TD Hive 2 Performance Tuning
See Hive Performance Tuning which includes:
- Leveraging Time-based Partitioning
- WHERE time <=> Integer
- Set Custom Schema
- DISTRIBUTE BY…SORT BY v. ORDER BY
- Avoid “SELECT count(DISTINCT field) FROM tbl”
- Considering the Cardinality within GROUP BY
- Efficient Top-k Query Processing using each_top_k
- Exploding multiple arrays at the same time with TD_NUMERIC_RANGE and TD_ARRAY_INDEX
Rewrite queries for better performance
When running queries against tables that have terabytes worth of data, tuning your queries becomes an important mechanism to keep your systems in peak performance.
Sometimes a query is using too many mappers and can be rewritten to reduce the number of mappers that it requires. Or, if possible the query can be modified to take advantage of Tez or Spark.
hive.optimize.countdistinct is a parameter that determines whether to rewrite count distinct into 2 stages.

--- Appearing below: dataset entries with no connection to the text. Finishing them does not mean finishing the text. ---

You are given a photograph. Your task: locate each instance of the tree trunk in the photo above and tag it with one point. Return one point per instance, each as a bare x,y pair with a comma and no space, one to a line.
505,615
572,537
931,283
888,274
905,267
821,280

The first stage uses multiple reducers with the count distinct key and the second stage uses a single reducer without key.
Query hints can help with performance
Hints let you make decisions usually made by the query engine. Because you know your data, you might know things that the optimizer does not know. Hints provide a mechanism to direct the query engine to process a query based on the criteria that you specify.